Granted, the album was first released in Sloan's native Canada a few months earlier; it is just beginning to be promoted on the indie circuit here in the States on Chapel Hill's Yep Roc Records. Though this might become the band's most heavily promoted album to date, newer fans may be surprised to learn that 1994's "Twice Removed" is considered the best Canadian album of all time by a 1996 and 2005 Chart! Magazine readers' poll.
Sloan's broad appeal is easy to point out in that their sound is routinely compared to such legends of classic rock as The Beatles. From time to time in "Never Hear the End of It" they also invoke The Who, The Rolling Stones, Queen, and The Stooges. This is not to say that Sloan has mastered these sounds and become the greatest band ever, but rather that they leave their influences exposed.
Listeners might expect such a long collection of largely derivative songs to drone on and lose its edge after the first 12 to 15 tracks, but to the band's credit, they really take the opportunity to throw in everything they've got, hinting at their massive stylistic range. With an up-tempo beat on nearly every song and instantaneous, often overlapping transitions, Sloan has managed to take 30 unique songs and create a cohesive sound for over an hour.
Starting out with the first single, "Who Taught You to Live Like That?" Sloan uses a shuffle beat with a simple A-A-B rhyme pattern which could take some of the punch out of what might seem from the title to be a confrontational message, but fortunately it's strong enough to keep listeners' feet tapping. The next track, "I've Gotta Try," contains hints of Motion City Soundtrack as the band departs from the '70s for a bit in their quest at a power-pop anthem. After the catchy keyboard melody, the song includes an example of their typical, memorable lines that are either really deep or cheesy: "The thing about imagination/is that it takes most people every single day/to know they have one."

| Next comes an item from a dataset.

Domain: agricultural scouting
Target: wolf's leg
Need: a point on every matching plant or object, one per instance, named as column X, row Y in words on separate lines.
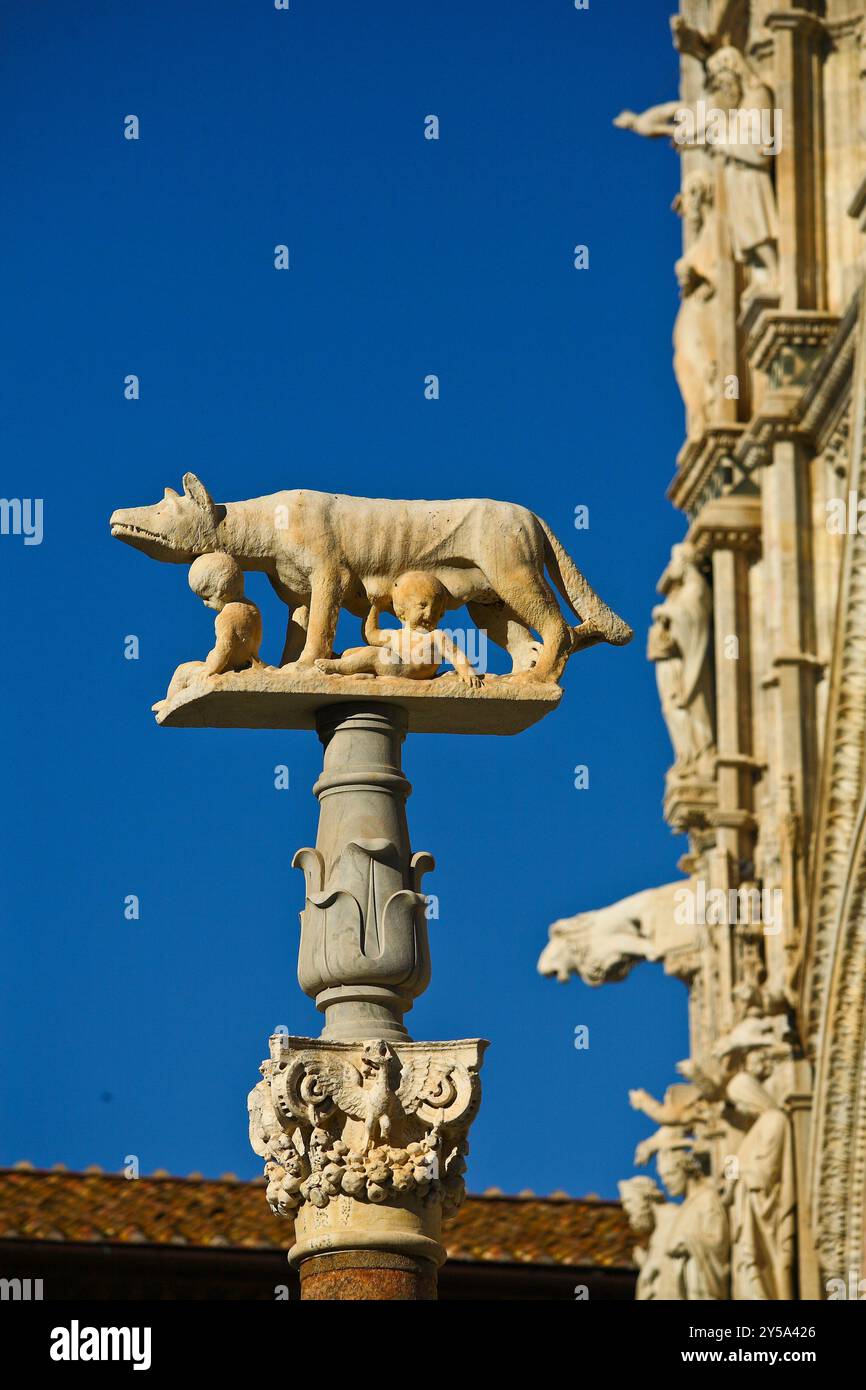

The band returns quickly to the most derivative track of all, "Fading into Obscurity" sounds like The Beatles for the first two minutes and Queen for the second. Though the sounds may be a perfect match at times, Sloan still manages to inject young life into the classic tunes by throwing in an energetic "yeah now" at every opportunity in songs like "Right or Wrong."
Their label of "power-pop" comes into question first in their Stones-like "I Can't Sleep" and more definitively in the cheery but aggressive "Blackout." After a return to form, the 21st track, "Ill Placed Trust," is the album's second single and this strong, driving rock anthem is well worth the wait. At this point the musicians seem to loosen up and experiment with solos and breaks in contrast with earlier efforts at trying to keep all the songs short enough to fit on one disc.
This "second wind" near the end contains a longer piano ballad that only seems natural in a classic rock album. In case the listener's attention is fading at this point, Sloan brings in the not-so-natural classic punk song "HFXNSHC," which obviously stands for Halifax Nova Scotia Hardcore. Despite their earnest efforts, though, they still end up sounding like The Who in double-time.
The inescapable similarities to the legends of classic rock have historically both strengthened and limited Sloan's sound and appeal. Though it brings in many new nostalgic listeners, many can't see the band for anything other than a bunch of copycats. At the end of 74 minutes, however, many of these comparisons begin to "fade into obscurity" and listeners finally begin to hear Sloan instead of just echoes. Though it may not be so natural for a band that has been around for 15 years to need a new strategy to define a sound, "Never Hear the End of It" is just what Sloan needs to finally get the recognition they deserve for their new mixtures of styles and sounds in what is otherwise the completely un-cool, worn out genre to which our parents still cling.